5. Conclusions, Limitations, and Future Work

Methylation identification for DNA sequences is a crucial task in the field of epigenetics. It may be used as a biomarker for cancer diagnosis, a target for therapeutic interventions, and a criterion for prognostic evaluation. Conventional techniques for methylation detection depend more on time- and money-consuming wet experiments. However, DL has made methylation detection easier these days through signal processing. It is still a matter of great concern to increase the robustness and ACC of state-of-the-art techniques.
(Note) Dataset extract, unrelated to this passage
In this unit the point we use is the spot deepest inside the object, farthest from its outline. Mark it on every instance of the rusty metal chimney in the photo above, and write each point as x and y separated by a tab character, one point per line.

This research work has explored four DL models that include CNN, FFNN-KNN, Transfer Learning, and UNet in combination with an advanced feature selection method known as MHAN. The combination of UNet-MHAN has emerged as the most suitable choice for the prediction of DNA methylation in cervical cancer cell line as it achieved an accuracy level of 91.01% along with sensitivity of 89.65%, specificity of around 92.35% and an area under curve of 0.910. In addition, the model was tested on five genes showcasing the significance of methylation prediction in their promoter region with an accuracy of 81.60% and an area under curve score of 0.814 along with a p-value of $3.62\times {10}^{-19}$, and Cohen’s Kappa value of 0.631 from further statistical analysis. However, the study’s real-world relevance can be improved through the imperative process of further validation in varied clinical situations. These limitations, in any manner, do not diminish the strength of the current research work, rather, the suggestions made here are meant to improve and broaden the applicability of the proposed model in future.